- Associated Press - Wednesday, February 19, 2014

COLUMBIA, S.C. (AP) - The House budget-writing committee wants to give South Carolina state employees a slight raise and cover their rising health insurance premiums, but their out-of-pocket costs would increase again.

The Ways and Means Committee tentatively approved on Wednesday a 1.5 percent cost-of-living raise for state employees for the fiscal year starting July 1. Members also agreed to spend an additional $57 million to cover higher premiums for employees of state agencies and school districts.

Rep. Jim Merrill said his subcommittee considered giving a higher raise and requiring employees and retirees to pay for their premium increases.

“We think it’s better to split the two,” said Merrill, R-Charleston. “We could’ve put it all on the backs of state employees and maybe give a 2 percent raise, but that wouldn’t be the responsible thing to do.”

However, the plan would require employees to pay slightly more for their deductibles and co-payments. Individuals’ deductibles would rise by $30, to $450, while family coverage deductibles would increase by $60, to $900. Copayments would increase by $1 for doctor visits, to $13; and by $10 for emergency room care, to $160. Outpatient hospital care co-pays would increase from $90 to $97. Some pharmacy copayments would not change, while others would rise by between $3 and $12.

Those increases, which would take effect Jan. 1, would follow a 20 percent increase in employees’ co-payments this year.

The additional money legislators are designating for pay and premium raises cover employees funded through the state’s general fund. The changes would also apply to employees at agencies and public colleges whose salaries are funded through federal money, tuition, fees or other funds. But those agencies must find the money in their own budgets.

In the K-12 education section of the budget, the committee chose to follow Gov. Nikki Haley’s plan to improve education by focusing on poor, rural school districts.

Haley announced last month that her spending plan for 2014-15 provided K-12 public schools an additional $177 million, for what she called the first of a multiyear investment.
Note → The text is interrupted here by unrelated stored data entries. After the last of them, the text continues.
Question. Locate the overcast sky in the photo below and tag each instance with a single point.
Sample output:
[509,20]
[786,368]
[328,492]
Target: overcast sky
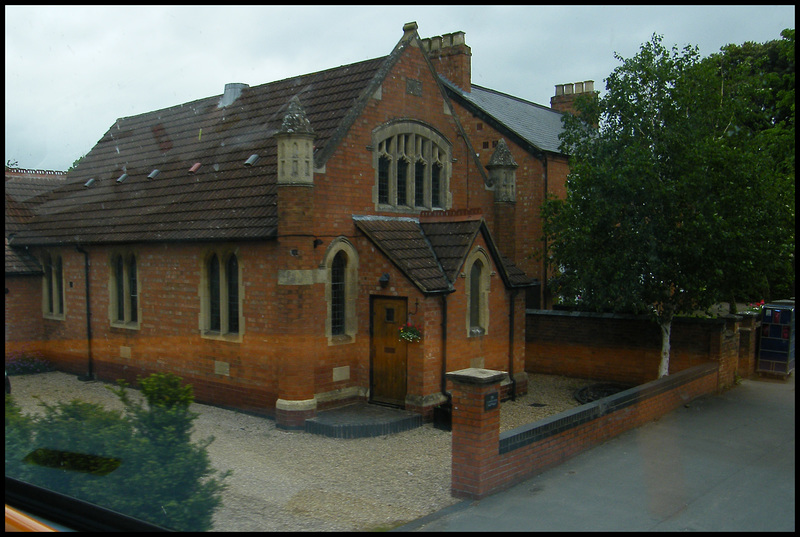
[72,71]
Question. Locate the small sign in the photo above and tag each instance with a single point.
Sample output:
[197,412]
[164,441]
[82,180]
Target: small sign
[491,400]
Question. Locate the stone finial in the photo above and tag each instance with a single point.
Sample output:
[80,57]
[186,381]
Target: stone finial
[295,120]
[502,175]
[502,156]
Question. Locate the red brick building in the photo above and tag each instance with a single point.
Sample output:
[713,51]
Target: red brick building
[267,245]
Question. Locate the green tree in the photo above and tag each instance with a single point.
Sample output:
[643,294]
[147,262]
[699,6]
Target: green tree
[665,200]
[141,462]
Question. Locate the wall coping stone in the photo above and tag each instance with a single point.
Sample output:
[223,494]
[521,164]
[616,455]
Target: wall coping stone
[477,376]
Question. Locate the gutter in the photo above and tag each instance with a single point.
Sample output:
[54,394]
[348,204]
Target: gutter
[90,368]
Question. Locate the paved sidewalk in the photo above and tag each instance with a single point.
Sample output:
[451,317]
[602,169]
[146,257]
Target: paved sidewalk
[724,463]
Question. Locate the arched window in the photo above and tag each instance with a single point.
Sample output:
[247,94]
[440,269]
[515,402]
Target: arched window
[477,289]
[341,292]
[214,316]
[53,283]
[338,274]
[232,277]
[221,296]
[475,296]
[412,163]
[124,306]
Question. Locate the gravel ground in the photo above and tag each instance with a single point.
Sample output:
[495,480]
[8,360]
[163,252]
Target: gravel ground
[294,481]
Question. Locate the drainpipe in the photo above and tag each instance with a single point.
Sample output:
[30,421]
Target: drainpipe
[511,314]
[543,286]
[444,347]
[90,370]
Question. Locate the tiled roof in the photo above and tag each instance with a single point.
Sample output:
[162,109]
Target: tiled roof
[401,239]
[20,262]
[223,199]
[431,250]
[535,124]
[24,190]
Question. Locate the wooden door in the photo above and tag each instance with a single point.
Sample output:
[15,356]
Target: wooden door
[388,378]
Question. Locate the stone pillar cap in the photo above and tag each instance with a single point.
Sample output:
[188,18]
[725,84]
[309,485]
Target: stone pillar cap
[476,376]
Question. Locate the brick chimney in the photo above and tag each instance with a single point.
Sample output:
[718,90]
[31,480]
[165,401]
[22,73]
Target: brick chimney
[564,99]
[451,57]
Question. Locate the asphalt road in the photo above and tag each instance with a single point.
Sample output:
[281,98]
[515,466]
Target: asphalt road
[723,463]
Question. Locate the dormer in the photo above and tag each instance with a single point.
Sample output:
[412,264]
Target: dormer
[295,147]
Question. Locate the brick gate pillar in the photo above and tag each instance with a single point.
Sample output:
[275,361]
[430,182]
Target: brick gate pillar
[475,430]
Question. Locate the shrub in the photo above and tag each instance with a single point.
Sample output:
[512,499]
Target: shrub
[140,462]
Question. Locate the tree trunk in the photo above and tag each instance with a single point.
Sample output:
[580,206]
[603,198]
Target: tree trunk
[666,329]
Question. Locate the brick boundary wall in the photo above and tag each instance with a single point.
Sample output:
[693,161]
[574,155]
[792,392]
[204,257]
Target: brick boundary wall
[484,461]
[627,348]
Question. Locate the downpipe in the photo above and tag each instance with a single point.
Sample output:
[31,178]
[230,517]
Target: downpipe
[90,369]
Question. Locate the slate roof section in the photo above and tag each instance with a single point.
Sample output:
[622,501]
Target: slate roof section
[223,199]
[431,250]
[534,124]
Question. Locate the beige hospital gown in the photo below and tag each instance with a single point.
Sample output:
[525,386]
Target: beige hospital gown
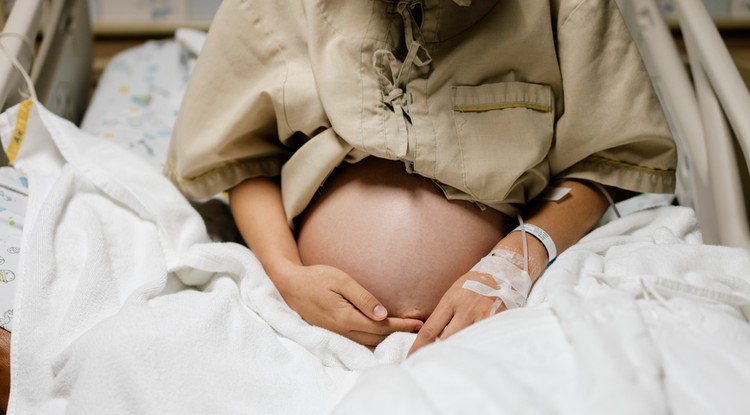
[492,100]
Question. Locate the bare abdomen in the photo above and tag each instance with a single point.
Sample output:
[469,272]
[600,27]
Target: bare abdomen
[396,234]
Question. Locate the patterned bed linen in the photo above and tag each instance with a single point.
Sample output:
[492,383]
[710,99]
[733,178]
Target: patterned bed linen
[135,105]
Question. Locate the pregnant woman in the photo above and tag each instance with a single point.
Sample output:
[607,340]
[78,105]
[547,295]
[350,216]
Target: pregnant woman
[380,154]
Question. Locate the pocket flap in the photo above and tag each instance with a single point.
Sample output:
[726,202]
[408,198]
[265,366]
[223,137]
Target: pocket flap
[503,95]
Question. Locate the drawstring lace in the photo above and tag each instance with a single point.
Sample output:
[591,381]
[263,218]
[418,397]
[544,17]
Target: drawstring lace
[394,75]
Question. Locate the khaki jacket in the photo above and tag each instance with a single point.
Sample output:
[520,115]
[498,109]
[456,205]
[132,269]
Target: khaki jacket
[491,101]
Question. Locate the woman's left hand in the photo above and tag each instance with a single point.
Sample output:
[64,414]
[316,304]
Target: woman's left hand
[459,308]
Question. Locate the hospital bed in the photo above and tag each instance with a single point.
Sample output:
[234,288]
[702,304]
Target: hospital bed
[128,306]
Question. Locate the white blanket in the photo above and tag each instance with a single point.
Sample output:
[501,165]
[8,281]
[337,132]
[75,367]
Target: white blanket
[126,307]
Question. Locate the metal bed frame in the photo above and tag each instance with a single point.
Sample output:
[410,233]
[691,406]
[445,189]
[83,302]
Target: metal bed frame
[707,108]
[708,114]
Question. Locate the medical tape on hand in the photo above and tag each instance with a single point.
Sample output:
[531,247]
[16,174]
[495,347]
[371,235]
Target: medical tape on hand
[514,283]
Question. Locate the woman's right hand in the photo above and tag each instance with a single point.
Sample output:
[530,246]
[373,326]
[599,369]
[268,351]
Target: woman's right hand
[327,297]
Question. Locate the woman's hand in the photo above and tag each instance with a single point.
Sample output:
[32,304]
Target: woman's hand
[458,309]
[328,297]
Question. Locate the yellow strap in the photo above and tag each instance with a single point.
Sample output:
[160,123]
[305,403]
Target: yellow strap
[19,133]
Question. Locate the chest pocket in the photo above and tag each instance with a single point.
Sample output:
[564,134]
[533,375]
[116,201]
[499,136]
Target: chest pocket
[505,132]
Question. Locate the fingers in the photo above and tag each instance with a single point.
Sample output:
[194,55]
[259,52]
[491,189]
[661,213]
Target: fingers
[433,327]
[362,300]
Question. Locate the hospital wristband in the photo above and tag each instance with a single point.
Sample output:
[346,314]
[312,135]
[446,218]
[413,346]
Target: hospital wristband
[542,236]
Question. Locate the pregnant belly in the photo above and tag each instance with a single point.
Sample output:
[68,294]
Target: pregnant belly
[396,234]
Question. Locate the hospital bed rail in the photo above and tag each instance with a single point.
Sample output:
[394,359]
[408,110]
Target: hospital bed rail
[707,110]
[60,66]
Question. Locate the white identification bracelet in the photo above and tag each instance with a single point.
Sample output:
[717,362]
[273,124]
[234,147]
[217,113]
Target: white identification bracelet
[542,236]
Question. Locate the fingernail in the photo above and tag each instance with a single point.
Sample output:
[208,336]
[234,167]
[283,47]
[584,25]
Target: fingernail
[379,311]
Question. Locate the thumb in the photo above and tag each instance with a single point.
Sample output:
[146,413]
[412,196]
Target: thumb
[363,300]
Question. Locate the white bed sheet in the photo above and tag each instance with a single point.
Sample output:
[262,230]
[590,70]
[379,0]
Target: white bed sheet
[127,307]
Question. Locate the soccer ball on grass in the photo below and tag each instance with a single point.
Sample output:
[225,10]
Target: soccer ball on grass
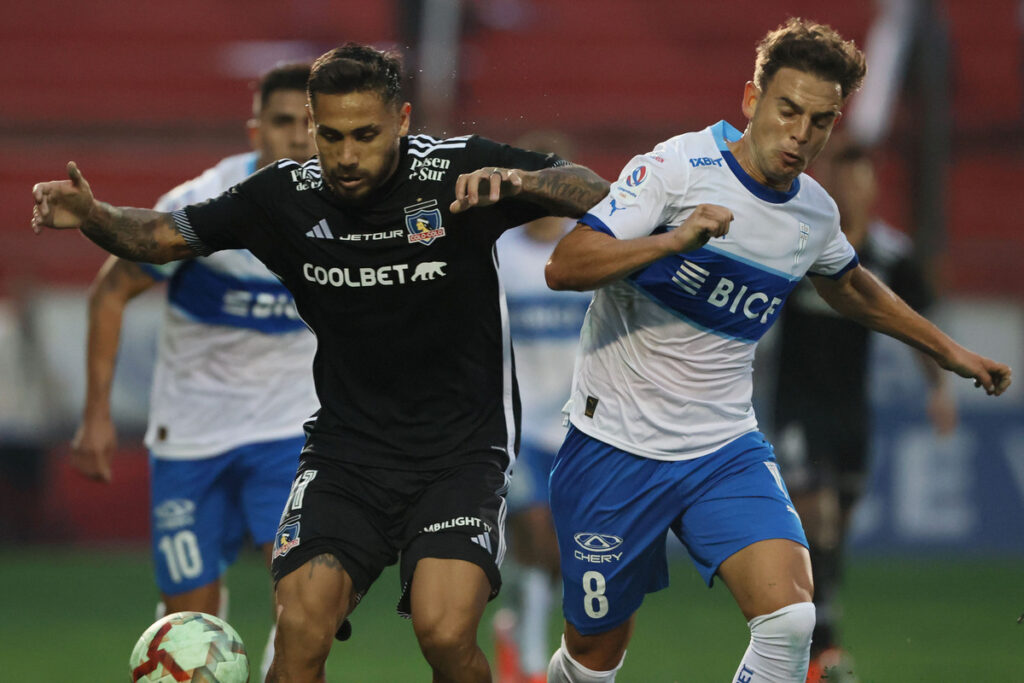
[189,646]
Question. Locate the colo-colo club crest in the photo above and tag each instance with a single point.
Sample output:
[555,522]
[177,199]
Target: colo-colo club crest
[424,222]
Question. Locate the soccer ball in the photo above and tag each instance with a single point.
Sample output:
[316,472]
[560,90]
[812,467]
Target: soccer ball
[189,646]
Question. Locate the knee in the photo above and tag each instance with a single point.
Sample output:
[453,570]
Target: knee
[444,644]
[786,630]
[308,631]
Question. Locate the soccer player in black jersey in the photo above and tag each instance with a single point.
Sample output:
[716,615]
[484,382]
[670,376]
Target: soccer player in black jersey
[386,241]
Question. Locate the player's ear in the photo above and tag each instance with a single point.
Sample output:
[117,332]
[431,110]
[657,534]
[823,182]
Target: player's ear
[253,132]
[752,94]
[310,124]
[403,114]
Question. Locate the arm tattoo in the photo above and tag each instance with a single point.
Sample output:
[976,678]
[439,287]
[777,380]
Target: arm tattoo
[136,235]
[566,190]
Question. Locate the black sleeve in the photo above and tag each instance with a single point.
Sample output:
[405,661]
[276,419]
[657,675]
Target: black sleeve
[907,280]
[230,220]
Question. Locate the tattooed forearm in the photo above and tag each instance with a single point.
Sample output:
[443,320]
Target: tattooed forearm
[136,235]
[564,190]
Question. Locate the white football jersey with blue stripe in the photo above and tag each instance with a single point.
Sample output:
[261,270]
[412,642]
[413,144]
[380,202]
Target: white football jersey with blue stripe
[665,363]
[235,361]
[545,327]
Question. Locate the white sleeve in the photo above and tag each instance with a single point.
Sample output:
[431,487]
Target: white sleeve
[640,201]
[837,257]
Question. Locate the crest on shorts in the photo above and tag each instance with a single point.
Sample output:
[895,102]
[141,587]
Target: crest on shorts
[288,537]
[597,543]
[423,221]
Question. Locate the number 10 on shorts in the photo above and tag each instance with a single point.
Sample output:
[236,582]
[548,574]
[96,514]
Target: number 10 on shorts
[594,602]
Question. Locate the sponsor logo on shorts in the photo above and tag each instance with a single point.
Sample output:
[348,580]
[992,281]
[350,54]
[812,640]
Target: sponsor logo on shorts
[174,513]
[597,548]
[457,522]
[288,538]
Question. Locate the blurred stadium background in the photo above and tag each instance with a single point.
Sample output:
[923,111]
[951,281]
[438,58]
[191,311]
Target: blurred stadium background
[145,95]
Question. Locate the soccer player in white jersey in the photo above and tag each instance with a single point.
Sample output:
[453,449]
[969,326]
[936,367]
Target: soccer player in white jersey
[545,328]
[232,383]
[692,254]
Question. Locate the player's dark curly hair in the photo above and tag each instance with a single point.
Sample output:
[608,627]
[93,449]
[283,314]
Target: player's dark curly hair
[811,47]
[355,68]
[283,77]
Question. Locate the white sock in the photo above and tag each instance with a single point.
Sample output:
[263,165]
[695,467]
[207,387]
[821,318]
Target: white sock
[535,609]
[563,669]
[267,653]
[780,646]
[224,601]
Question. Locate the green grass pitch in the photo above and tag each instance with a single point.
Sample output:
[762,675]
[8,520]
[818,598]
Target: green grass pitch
[74,616]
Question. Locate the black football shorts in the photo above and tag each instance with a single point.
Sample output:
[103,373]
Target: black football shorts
[370,518]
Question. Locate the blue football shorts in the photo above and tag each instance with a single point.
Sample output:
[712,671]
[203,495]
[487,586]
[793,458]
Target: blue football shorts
[612,511]
[529,479]
[202,510]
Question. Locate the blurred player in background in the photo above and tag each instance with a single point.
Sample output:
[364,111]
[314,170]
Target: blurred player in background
[663,433]
[821,409]
[387,242]
[232,383]
[545,328]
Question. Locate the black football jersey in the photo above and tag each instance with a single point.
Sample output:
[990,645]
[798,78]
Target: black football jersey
[414,364]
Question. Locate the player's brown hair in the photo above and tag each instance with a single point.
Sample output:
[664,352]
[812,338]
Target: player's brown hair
[355,68]
[811,47]
[283,77]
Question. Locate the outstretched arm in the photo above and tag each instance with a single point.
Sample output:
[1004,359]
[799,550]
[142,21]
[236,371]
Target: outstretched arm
[95,440]
[586,258]
[563,190]
[862,297]
[136,235]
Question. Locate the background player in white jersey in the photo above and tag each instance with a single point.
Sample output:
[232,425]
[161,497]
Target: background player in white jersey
[545,328]
[664,435]
[232,383]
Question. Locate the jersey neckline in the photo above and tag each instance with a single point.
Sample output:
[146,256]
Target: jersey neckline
[723,132]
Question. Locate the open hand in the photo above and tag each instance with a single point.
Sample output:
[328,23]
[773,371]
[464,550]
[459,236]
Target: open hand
[61,204]
[497,183]
[707,221]
[92,449]
[993,377]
That included $97 million on children living in poverty, $30 million on reading coaches in elementary schools, and $29 million on technology improvements. The plan adopted by Ways and Means would fully cover the cost of a reading coach for several hundred elementary schools where a substantial number of students score poorly on standardized reading tests. The coaches would be partially funded at others. Technology money would be distributed to districts based on their poverty rating.

“It’s a direction we need to go,” Rep. Kenny Bingham, R-Cayce, said about the funding changes.